Una tappa traumatica nelle vicende delle magnifiche imposte bronzee è stata quella raccontataci dal notar Marrera nella Platea del 1678, custodita nell’archivio della basilica micaelica, consistente nella “riparazione o sostituzione dei tavoloni di duro legno ferrati”, prezioso supporto ligneo delle formelle bronzee e ossatura indispensabile per la chiusura e sicurezza della grotta e dell’aula liturgica. In quell’ occasione il “disancoraggio” delle formelle bronzee dal telaio bronzeo che le sorreggeva e dal supporto ligneo che le rendeva saldamente e stabilmente ferme, determinò una conseguente non attenta rimessa in opera, nel battente di sinistra, della sequenza di sei formelle costituenti la seconda colonna dell’opera preziosa.

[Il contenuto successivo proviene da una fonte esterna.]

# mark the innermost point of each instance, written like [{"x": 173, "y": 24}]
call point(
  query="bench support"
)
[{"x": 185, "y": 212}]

Ce lo hanno ampliamente documentato i professori Marco Trotta e Gilda Sansone dell’Università di Foggia nell’attento studio pubblicato in Auctorers nostri del 2010 e cioè che le icone bronzee della seconda fila dell’anta di sinistra ebbero“ …al momento della ricollocazione nel loro alloggio, la disposizione originaria invertita nel senso che l’ultima delle sei formelle smontate (l’Angelo che fa strage degli Assiri) fu ritenuta la prima dell’ordine originario e venne quindi ad occupare la cima della lista; la quintultima (Daniele nella fossa dei leoni) trovò luogo nel riquadro successivo; e la quartultima (Il profeta Natan redarguisce Davide) in quello appena seguente. Questa incongruente successione era chiusa dai rimanenti tre pannelli (L’Angelo lotta con Giacobbe; L’Angelo ferma la mano di Abramo, l’Angelo scaccia Adamo ed Eva dal Paradiso… ”.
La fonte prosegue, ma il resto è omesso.